Many independent professionals dream of having their own office for conducting business with employees, partners and customers. As is often the case, reality sets in and we discover that negotiating a lease as well as hiring a realtor, lawyer and subcontractor could put us out tens of thousands of dollars.
The alternative? Starbucks or Tully’s. Being able to meet with colleagues, grab a cup of coffee and perhaps check email while on the go is a great way to get business done and stay productive. The coffee shop option can work, provided that your meeting topic is conducive to the location. For example, it may be a great place to discuss ongoing projects, but may not be suitable for a first time meeting with a client or potential investor.
A new option that is gaining momentum is coworking. Coworking combines the benefits of a traditional office with the coffee shop model. The idea is that you come to work each day (to an actual office), but work in cubicles, small workstations or desks like you would at a coffee shop. Coworking allows you to network and connect with like-minded individuals, allowing you to share common interests and potentially share resources. The fact that each worker represents a different company or interest actually strengthens the network, allowing groups to form that represent various backgrounds and experiences.
The term “crowdsourcing” relates to large groups that are organized to solve a specific problem. Mentioned frequently in relation to Web 2.0, crowdsourcing is often associated with other terms like “mass collaboration”. The crowdsourcing model can been seen in many Web 2.0 applications currently being used to today such as Wikipedia and Joint Contact.
Building on the idea of a traditional printed encyclopedia, Wikipedia solves the problem of content management and creation by permitting anyone (anywhere) to contribute to its online archives. An enthusiastic volunteer force of contributors provides not only an adequate number of topics to rival Encyclopedia Britannica, but redefines our notion of an informational resource by providing a number of unique and diverse subjects.

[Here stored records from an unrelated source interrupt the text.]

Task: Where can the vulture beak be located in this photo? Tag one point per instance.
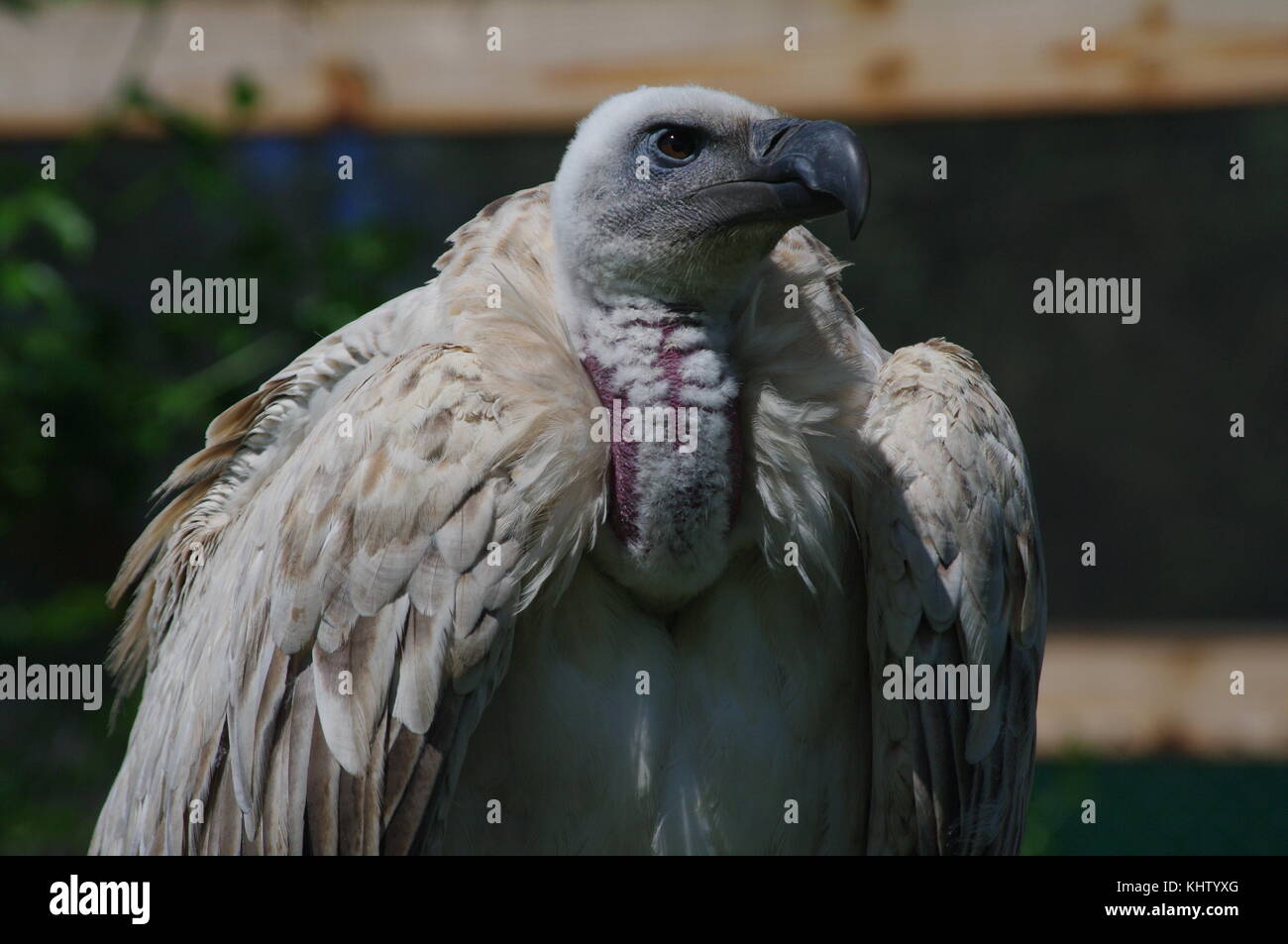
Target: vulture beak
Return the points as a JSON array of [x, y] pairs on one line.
[[798, 170]]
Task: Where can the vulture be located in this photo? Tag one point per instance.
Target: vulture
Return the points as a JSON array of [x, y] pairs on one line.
[[622, 535]]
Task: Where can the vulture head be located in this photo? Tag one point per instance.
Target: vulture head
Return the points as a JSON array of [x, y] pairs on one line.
[[677, 193]]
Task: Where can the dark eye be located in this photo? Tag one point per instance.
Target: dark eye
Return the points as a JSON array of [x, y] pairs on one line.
[[677, 143]]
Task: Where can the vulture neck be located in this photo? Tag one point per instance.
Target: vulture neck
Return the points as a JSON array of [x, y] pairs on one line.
[[670, 411]]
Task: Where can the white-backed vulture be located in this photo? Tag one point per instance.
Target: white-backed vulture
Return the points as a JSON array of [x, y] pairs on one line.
[[618, 536]]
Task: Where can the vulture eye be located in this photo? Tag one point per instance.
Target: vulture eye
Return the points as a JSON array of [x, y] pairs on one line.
[[677, 143]]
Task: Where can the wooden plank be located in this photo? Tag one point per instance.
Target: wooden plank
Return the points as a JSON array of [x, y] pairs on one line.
[[402, 64], [1126, 691]]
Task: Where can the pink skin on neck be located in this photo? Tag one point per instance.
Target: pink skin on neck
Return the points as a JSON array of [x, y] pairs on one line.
[[623, 497]]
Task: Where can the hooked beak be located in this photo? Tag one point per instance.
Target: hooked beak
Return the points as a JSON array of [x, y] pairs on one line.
[[799, 170]]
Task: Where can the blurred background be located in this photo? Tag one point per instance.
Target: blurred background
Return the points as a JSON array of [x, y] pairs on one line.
[[1115, 162]]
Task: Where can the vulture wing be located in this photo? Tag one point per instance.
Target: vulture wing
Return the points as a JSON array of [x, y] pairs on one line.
[[954, 575], [326, 605]]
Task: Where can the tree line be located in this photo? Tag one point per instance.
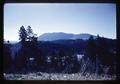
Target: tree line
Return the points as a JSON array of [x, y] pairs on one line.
[[31, 58]]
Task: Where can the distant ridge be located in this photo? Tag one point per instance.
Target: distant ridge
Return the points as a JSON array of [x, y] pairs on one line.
[[63, 36]]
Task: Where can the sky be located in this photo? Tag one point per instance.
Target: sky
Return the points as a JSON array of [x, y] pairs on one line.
[[76, 18]]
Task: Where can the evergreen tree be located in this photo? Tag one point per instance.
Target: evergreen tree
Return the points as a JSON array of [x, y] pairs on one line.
[[22, 34], [7, 58]]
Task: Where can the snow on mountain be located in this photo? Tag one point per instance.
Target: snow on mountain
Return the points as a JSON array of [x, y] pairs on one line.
[[61, 35]]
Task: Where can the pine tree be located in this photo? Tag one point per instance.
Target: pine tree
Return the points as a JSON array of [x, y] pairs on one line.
[[7, 58], [22, 34]]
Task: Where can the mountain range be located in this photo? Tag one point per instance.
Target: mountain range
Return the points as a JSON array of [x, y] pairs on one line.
[[63, 36]]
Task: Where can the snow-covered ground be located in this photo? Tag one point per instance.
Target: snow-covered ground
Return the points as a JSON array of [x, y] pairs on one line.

Joint Contact also supports the crowdsourcing model by allowing groups to create documents, tasks, discussions and other items related to project management. Joint Contact solves the problem of information management, allowing professional groups to build supportive models that foster communication and collaboration.
Making the connection
Crowdsourcing and coworking provide tremendous benefits to the small business community. Under a coworking model, individuals who have complementary skills can work together to answer questions, provide different points of view and create value. As mentioned, the benefit of gaining different perspectives when faced with a problem are usually better than working in isolation.
Crowdsourcing relates to coworking in that both groups (virtual and physical) are likely to produce more than if they where to work independently. For example, conducting an in-person project review meeting will always produce diverse and interesting results. In some cases, more questions may be produced than answers which may result in your project taking a new and unanticipated direction.
Social networking websites like LinkedIn represent the coworking model in the virtual world. One example of this concept is through the use of LinkedIn’s “Answers”. Using Answers, people submit questions to the LinkedIn community that may be related to business, marketing, technology or human resources. Under this crowdsourcing model thousands of people instantly access this information, allowing them to respond, contribute and add value.
Lastly, both models allow small business owners to benefit from economies of scale, allowing entrepreneurs to reduce their monetary cost by spreading any expenses with their peers. Surprisingly, crowdsourcing and coworking are based on a similar pricing model, if cost does become a factor. In small business, this provides great flexibility as circumstances often change.
Even though coworking is not a definitive technology, it can be associated some of the most widely adopted technology concepts and services available.